Ein weiterer wichtiger Bestandteil des Management-Development-Programms ist die Kombination aus Klassenraumtraining und «Learning on the job». Das Entwicklungsprogramm ist ein Prozess, kein Event. Das heisst: Es gibt eine Vorbereitungsphase, zwei Klassenraum-Module an den Firmenhauptsitzen Greifensee und Columbus, im US-Bundesstaat Ohio sowie eine Nachbereitungsphase. Diese garantiert den Transfer des Erlernten in das Arbeitsumfeld der Teilnehmer.

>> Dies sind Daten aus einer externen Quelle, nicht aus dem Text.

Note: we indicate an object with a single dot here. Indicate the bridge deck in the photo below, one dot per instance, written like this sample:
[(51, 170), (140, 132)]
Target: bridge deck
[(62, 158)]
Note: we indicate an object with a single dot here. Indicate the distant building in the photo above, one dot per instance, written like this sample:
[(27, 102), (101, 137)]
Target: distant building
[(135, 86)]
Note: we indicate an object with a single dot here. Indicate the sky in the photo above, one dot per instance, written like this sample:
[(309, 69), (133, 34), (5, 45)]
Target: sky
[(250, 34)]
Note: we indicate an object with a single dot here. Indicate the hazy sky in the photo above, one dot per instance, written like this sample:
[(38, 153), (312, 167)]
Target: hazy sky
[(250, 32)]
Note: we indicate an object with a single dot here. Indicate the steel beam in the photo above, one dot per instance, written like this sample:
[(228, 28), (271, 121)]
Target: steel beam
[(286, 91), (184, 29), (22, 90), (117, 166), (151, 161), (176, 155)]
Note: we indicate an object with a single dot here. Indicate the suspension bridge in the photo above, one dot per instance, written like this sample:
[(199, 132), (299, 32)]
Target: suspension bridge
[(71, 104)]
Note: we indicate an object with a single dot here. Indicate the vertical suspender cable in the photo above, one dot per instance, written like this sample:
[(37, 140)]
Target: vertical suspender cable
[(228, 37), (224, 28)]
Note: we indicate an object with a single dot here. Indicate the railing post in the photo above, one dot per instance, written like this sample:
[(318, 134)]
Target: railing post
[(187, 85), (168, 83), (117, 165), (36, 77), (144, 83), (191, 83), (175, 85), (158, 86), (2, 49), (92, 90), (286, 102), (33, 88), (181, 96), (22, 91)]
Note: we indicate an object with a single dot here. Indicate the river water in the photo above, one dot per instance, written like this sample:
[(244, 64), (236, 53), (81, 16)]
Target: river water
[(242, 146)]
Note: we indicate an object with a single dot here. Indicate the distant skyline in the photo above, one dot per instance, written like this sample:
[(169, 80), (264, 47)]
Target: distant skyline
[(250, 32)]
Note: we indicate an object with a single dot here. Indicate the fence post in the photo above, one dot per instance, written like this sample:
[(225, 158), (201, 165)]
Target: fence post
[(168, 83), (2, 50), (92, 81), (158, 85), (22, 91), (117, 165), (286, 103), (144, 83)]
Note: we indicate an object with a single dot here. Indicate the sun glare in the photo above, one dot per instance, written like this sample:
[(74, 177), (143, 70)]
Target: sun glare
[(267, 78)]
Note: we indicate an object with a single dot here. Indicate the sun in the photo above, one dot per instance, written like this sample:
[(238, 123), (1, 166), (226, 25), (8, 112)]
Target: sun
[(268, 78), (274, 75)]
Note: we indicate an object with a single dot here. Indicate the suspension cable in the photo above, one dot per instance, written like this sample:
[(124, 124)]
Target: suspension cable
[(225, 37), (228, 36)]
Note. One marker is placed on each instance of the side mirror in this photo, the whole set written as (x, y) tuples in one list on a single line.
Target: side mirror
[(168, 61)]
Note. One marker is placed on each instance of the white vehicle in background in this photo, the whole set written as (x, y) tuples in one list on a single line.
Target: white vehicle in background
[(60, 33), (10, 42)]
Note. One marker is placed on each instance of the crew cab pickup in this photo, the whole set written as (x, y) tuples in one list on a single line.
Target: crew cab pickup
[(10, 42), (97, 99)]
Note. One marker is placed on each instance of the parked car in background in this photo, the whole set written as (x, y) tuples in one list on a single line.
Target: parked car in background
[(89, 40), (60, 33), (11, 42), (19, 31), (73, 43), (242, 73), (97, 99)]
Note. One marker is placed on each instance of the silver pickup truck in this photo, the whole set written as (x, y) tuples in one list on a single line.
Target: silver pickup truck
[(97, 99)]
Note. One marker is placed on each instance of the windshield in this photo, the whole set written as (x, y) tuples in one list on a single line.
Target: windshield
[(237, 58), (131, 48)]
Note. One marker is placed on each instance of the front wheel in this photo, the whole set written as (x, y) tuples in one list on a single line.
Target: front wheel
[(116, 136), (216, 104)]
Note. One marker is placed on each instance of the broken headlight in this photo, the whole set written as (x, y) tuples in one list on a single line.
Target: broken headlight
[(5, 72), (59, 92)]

30 internationale Teilnehmer werden über einen Talent-Assessment-Prozess durch das Senior Management ausgewählt. Sie durchlaufen einen Lernprozess von insgesamt neun Monaten. In einem Kick-off werden das Programm und die Erwartungshaltungen geklärt. Ein wichtiger Schritt ist die Einbindung des direkten Vorgesetzten in den Lernprozess. Basierend auf einem 180-Grad-Assessment kann sich der Teilnehmer zielgerichtet auf die Klassenmodule vorbereiten. Sie vermitteln einen Gesamtüberblick über unsere Geschäftsfelder, die Arbeitsmethoden und die Führungskompetenzen, die das Arbeiten bei Mettler Toledo erfolgreich machen. Abgerundet wird das Programm mit einer Business Simulation, in der die Teilnehmer verschiedene Firmenstrategien und ihre Umsetzung selbst erproben können. Nach den jeweiligen Klassenraummodulen beschliessen die Teilnehmer mit ihrem direkten Vorgesetzen, welche Lerninhalte sie in ihrem täglichen Arbeitsumfeld umsetzen werden und wie der Erfolg gemessen wird.

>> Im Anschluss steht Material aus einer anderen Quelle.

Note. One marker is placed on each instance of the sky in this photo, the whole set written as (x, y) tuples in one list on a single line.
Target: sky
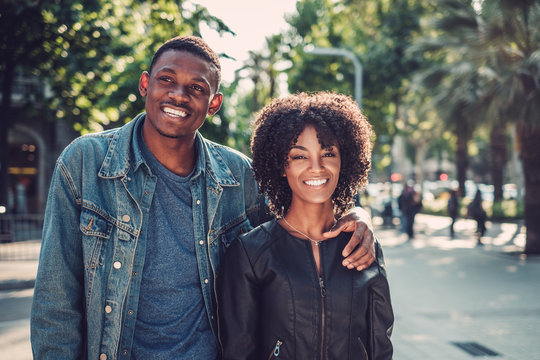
[(251, 20)]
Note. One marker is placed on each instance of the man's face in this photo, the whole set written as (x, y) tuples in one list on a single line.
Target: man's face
[(179, 92)]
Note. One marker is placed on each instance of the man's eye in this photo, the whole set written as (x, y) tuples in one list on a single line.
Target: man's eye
[(198, 88)]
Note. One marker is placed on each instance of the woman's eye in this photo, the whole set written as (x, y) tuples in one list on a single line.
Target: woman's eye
[(165, 79)]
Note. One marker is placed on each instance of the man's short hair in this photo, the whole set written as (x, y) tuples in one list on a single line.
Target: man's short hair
[(194, 45)]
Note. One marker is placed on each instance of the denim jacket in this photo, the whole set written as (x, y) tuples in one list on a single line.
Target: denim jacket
[(94, 239)]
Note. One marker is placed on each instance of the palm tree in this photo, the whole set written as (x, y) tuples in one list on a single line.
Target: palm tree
[(491, 64), (512, 36), (452, 76)]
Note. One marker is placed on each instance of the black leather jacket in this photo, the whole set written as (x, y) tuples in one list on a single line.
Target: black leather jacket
[(272, 303)]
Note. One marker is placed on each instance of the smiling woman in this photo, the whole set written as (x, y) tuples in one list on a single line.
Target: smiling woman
[(281, 285)]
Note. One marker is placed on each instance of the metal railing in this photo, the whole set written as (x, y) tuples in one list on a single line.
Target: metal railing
[(20, 236)]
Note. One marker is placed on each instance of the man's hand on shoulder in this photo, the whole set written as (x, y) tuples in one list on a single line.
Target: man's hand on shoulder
[(359, 253)]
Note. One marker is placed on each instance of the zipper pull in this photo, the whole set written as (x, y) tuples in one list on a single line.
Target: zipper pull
[(323, 288), (276, 349)]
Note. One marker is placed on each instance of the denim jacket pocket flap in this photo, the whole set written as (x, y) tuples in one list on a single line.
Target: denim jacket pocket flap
[(123, 235), (93, 224)]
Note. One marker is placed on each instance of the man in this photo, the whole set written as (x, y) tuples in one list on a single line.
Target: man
[(137, 220)]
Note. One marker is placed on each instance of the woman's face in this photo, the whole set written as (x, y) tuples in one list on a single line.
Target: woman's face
[(312, 172)]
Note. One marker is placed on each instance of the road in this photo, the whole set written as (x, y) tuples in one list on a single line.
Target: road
[(15, 324), (451, 298)]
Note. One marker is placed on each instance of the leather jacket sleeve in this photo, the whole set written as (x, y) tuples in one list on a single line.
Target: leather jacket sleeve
[(238, 314), (381, 314)]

Eine Win-win-Situation für alle
Gemäss unseren Erfahrungen profitieren vom «Leaders teaching Leaders»-Ansatz alle Beteiligten. Das Unternehmen kann die Unternehmensstrategie an die Führungskräfte weitergeben und fördert so eine nachhaltige Umsetzung der Unternehmensziele. Die Senior Leader schärfen ihr eigenes Verständnis der Unternehmensstrategie und entwickeln ihre Fähigkeiten weiter. Sie stärken ihr Netzwerk mit talentierten Schlüsselmitarbeitern und erhalten wichtige Rückmeldungen und Ideen von den Teilnehmern. Wie stark die Identifikation der Senior Leader mit diesem Programm ist, zeigt sich darin, dass sie enttäuscht sind, wenn sie im nächsten Jahr nicht als Trainer angefragt werden.

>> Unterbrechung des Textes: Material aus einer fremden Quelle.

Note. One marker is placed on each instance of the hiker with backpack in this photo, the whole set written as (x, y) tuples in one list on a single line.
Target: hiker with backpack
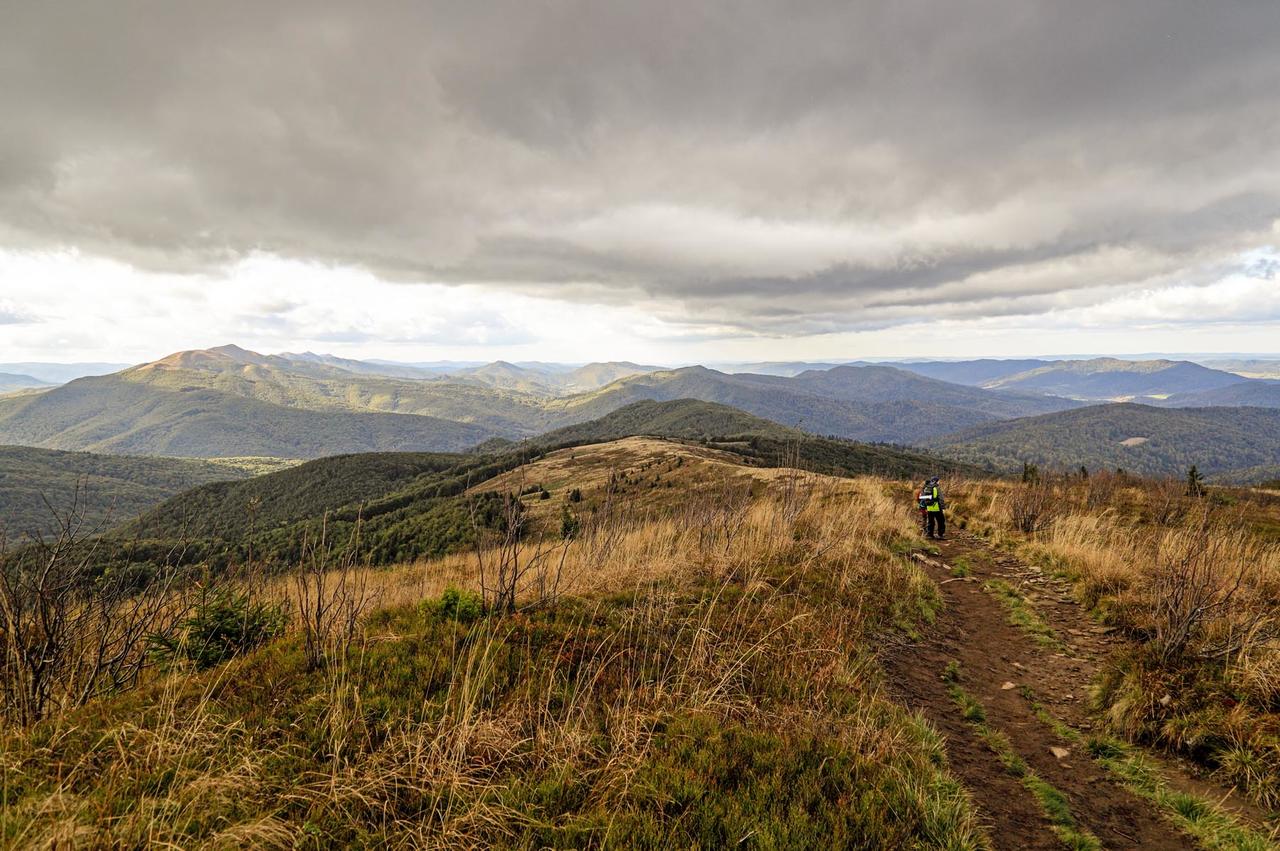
[(932, 509)]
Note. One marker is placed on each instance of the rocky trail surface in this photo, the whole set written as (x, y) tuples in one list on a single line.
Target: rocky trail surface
[(1004, 673)]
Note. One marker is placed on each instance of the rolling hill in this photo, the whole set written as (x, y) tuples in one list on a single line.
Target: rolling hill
[(549, 380), (411, 506), (112, 488), (210, 403), (1142, 439), (1256, 393), (869, 403), (314, 385), (978, 373), (113, 415), (10, 381), (1111, 379)]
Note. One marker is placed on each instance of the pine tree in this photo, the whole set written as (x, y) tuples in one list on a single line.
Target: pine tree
[(1194, 483)]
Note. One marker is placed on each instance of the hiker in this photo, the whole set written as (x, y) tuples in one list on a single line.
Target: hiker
[(933, 509)]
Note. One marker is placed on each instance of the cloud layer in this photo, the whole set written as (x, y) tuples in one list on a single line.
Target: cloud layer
[(758, 168)]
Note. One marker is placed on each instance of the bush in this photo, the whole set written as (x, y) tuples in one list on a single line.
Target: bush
[(224, 623), (1033, 506), (456, 604)]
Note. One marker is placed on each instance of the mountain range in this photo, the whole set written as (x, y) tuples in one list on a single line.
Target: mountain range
[(231, 402), (1137, 438)]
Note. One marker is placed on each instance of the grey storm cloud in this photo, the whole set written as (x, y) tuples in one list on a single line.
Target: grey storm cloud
[(769, 167)]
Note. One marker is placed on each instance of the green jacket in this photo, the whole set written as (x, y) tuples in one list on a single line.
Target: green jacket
[(937, 504)]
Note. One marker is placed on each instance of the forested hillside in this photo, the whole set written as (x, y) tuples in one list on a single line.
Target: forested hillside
[(109, 489), (118, 416)]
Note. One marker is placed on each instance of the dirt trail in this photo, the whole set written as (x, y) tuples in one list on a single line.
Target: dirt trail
[(974, 630)]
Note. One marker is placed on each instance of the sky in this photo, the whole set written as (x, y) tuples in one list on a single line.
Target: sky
[(659, 182)]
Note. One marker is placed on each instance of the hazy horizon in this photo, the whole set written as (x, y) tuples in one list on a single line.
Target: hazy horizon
[(711, 364), (745, 182)]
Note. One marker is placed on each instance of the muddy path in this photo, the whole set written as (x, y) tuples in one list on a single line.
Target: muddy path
[(1000, 664)]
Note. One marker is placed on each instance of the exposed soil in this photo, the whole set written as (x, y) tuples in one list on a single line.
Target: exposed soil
[(974, 630)]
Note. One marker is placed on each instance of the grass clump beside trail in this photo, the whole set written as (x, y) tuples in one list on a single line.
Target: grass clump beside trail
[(1023, 614), (1212, 826), (703, 685), (1055, 805)]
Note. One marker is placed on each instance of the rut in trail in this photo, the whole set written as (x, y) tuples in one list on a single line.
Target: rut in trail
[(997, 663)]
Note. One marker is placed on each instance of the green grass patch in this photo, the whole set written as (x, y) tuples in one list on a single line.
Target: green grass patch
[(1212, 826), (1023, 614), (1051, 800)]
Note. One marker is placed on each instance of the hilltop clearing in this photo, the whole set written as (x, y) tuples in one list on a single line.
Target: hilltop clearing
[(411, 504), (208, 403)]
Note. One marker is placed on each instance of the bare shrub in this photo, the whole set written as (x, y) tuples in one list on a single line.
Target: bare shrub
[(1168, 502), (1100, 489), (1032, 506), (517, 558), (1201, 594), (332, 595), (69, 631)]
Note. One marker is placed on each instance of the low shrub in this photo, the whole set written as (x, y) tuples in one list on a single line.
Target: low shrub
[(223, 625)]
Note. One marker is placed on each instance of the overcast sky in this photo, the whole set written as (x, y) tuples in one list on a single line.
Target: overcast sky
[(653, 181)]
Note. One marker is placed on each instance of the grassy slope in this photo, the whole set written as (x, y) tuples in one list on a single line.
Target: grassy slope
[(408, 502), (112, 486), (826, 406), (320, 387), (1215, 439), (699, 689), (115, 416)]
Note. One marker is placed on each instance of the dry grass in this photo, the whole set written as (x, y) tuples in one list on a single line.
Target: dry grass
[(1194, 584), (708, 680)]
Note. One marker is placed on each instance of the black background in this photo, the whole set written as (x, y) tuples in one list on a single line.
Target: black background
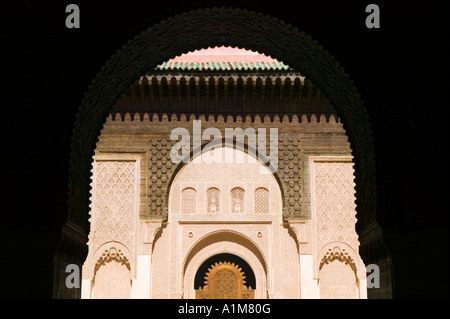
[(400, 71)]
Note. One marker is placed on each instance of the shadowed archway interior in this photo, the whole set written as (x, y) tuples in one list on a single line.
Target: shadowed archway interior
[(201, 29)]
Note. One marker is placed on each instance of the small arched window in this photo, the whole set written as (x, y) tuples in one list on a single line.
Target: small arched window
[(261, 201), (237, 200), (189, 201), (213, 200)]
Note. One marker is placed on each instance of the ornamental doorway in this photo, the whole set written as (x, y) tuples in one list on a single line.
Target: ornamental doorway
[(225, 276)]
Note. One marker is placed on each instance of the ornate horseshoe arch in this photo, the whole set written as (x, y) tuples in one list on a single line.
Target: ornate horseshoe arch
[(201, 29)]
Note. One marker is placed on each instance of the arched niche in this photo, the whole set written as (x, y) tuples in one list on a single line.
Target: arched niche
[(201, 29)]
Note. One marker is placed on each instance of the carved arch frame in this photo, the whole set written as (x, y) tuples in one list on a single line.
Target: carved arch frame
[(201, 29)]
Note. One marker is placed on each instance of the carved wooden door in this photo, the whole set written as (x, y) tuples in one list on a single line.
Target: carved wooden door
[(224, 280)]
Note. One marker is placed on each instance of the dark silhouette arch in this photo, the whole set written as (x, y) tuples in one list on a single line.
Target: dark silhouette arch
[(201, 29)]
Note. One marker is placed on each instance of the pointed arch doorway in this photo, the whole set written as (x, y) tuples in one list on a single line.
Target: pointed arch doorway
[(225, 276)]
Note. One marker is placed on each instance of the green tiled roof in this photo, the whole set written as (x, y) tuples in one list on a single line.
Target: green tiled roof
[(212, 66)]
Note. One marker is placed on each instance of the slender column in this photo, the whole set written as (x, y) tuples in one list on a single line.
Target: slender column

Die Teilnehmer – potenzielle Senior Leaders – erweitern ihr Wissen mit Inhalten und Methoden, wie sie in der Firma erfolgreich führen können. Das Netzwerk über den eigenen Bereich hinaus fördert weitsichtigeres, effektiveres und effizienteres Arbeiten sowie die eigene Entwicklung im Unternehmen. Welche Dinge sind zu beachten?
- Das Programm braucht die Unterstützung der obersten Führungsebene.
- Die Entwicklung des Management-Development-Seminars benötigt eine gute interne Koordination bei der Erstellung der Lerninhalte und Fingerspitzengefühl vom HR, um den Vorbereitungsaufwand der Senior Leaders so gering wie möglich zu halten.
- Nicht alle Senior Leaders sind gute Trainer. Sie müssen auf ihre Aufgabe vorbereitet werden.
- Sich nur auf den Ansatz «Leaders teaching Leaders» zu beschränken, birgt die Gefahr der Betriebsblindheit. Wissen von aussen einzubringen, besonders in der obersten Führungsebene, ist unumgänglich.
Leadership-Development-Ansätze müssen in die Strategie und Kultur eines jeden Unternehmens passen. Deshalb mag das vorgestellte Konzept nicht für jede Unternehmung in gleichem Masse erfolgreich sein. Vielleicht sind aber Teile oder Module aus diesem Ansatz eine Bereicherung für die Managementausbildung in anderen Unternehmen.